Content Warnings: Self-deprecation, body dysmorphia
Hello friend,
I hope you are doing well and that this letter finds you well. I hope by writing this, I can maybe help someone else. I feel like I have never really been happy with myself. Every moment I can think back to, I know I was thinking about what I could do to be better; whether it be academically, physically, or socially.
Ever since I can remember, I have always been physically self-conscious about something; whether it be my skin, hair, or especially body. I have always had issues truly accepting myself for who I am. I feel like I have always had something to pick on myself about, no matter what age I was. This made me feel like I am not good enough or that other people will start to think this stuff about me too. I feel like I have never been truly, completely happy with myself.
As I’ve grown older, I have realized no one cares about this as much as me. And if they do, why? Why would I care what someone thinks about me? They don’t truly know me or my personality, just what I look like on the outside. I have tried to make myself practice positive thinking and try to accept myself. I am still a work in progress but I know I can look back and see how far I’ve come.

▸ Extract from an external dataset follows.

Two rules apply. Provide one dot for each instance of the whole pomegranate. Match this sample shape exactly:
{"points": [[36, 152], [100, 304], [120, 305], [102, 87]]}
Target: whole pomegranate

My main point with this letter, as scattered as it may be, is to just try your best and love yourself. There is no one else that is you and that is special. I am sure anyone that is reading this has amazing qualities about them that they may not see, but I promise you everyone else does. We are all our own harshest critics. So I just ask, try and treat yourself like a friend. Think of how you would support a friend if they were being hard on themselves and try to start doing that for yourself.